Relief flooded through Josie and her body nearly sagged as the tension left. Sadly, Josie looked at her mother. She had the brightest blue eyes, but set in the folds of fat around them they didn’t seem nearly as beautiful as Josie knew they were. Her mother had grown so enormous that it amazed Josie what her mother did accomplish every day. She cleaned four houses a day, five days a week. She kept her own simple home as neat as she could, and she kept her children clothed and fed. As dearly as she loved her children, at the end of the day, her cravings would catch up to her. But, not today it would seem.

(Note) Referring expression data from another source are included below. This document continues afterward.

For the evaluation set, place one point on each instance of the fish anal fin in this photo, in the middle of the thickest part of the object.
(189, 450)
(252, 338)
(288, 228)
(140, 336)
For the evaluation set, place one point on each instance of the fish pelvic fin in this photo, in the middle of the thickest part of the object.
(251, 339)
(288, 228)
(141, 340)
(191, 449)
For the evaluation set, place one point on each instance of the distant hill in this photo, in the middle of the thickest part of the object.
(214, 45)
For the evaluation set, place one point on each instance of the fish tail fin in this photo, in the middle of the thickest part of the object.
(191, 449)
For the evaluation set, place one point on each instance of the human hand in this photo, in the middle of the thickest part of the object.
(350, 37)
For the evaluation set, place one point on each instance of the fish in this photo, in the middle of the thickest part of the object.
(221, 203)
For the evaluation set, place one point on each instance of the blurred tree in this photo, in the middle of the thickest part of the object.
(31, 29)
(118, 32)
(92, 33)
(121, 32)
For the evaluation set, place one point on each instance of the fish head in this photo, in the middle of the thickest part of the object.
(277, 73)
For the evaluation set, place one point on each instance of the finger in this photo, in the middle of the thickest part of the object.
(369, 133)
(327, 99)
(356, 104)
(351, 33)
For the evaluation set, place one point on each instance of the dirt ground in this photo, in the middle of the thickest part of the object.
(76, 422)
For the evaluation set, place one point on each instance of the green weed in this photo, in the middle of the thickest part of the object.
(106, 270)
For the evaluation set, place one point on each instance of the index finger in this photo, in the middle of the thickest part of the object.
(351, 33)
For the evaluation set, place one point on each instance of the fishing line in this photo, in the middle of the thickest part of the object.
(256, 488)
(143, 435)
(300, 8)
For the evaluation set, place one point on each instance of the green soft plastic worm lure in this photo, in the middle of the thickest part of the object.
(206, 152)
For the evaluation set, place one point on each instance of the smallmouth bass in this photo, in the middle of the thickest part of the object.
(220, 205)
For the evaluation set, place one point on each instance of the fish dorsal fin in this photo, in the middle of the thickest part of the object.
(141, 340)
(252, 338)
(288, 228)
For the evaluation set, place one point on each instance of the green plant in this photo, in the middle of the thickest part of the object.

Josie handed her mother her slippers. “I’ll start supper,” she said as she left the room. Her mother’s blue eyes followed Josie down the hall. When Josie turned into the kitchen, she reached in to the pocket of her blouse and pulled out a small chocolate bar. Her jowl quivered as a tear fell down her cheek. She crushed it in her meaty fist, the wrapper popping open on one end.

Monday, May 10, 2010

When the three of them had finished giggling, Millie stood on the top step and surveyed the remaining light. “No more painting today,” she said and headed to the carriage house to put away her supplies.

This greatly disappointed Josie. The envy that had been snuffed by the twinkling of an aspiring artist came roaring back to life. Josie shot her brother a look warning of impending revenge. Her eyes were so heated and her posture so poised for the kill one could almost see the pointed green tail of envy swish from beneath her skirt.

Matthew was not unfamiliar with this side of his sister’s perpetually shifting personality. If he waited long enough (and it usually wasn’t very) it would change. He rolled his eyes at her and stuck out his tongue.

Just as Millie turned back, as if by a trick of mirrors the look disappeared, Josie's posture relaxed, the tail recoiled, Matthew’s eyes returned to center and his tongue looked as if it were only licking his lips.

“Would the two of you like to come back tomorrow?”

Simultaneously they turned to her with twin innocent smiles. “We’d love to,” said Josie, speaking for the both of them. “But we have church first. Will that be okay?”

“The same time tomorrow would be fine. If it would help, I could pick you up and meet your mother.”

Josie and Matthew exchanged a look that did not go unnoticed by Millie. She chose to ignore it and instead waited for a response.

“Uh, our mother won’t be home. She has to…stay after church,” Josie answered.

“Oh, well then I can pick you up all the same.”

“No thank you. We like to walk.”

“Same time tomorrow then.”

Millie walked them to the carriage door and knelt down before Matthew. “Will you bury him tonight?” she asked. He nodded. “Remember where you bury him. I’ll make a marker for him, and you can take it with you tomorrow.”

With a nod he said softly, “I will.”
“Thank you for the soda, Millie,” Josie added.

“’Til tomorrow then.”

The children walked along quietly for several minutes. Matthew was pensive waiting for a cuff up side the head or a scathing lecture on the place of younger brothers. Neither came. Instead, Josie talked idly about the weather, school and whether or not she should wash her hair tonight.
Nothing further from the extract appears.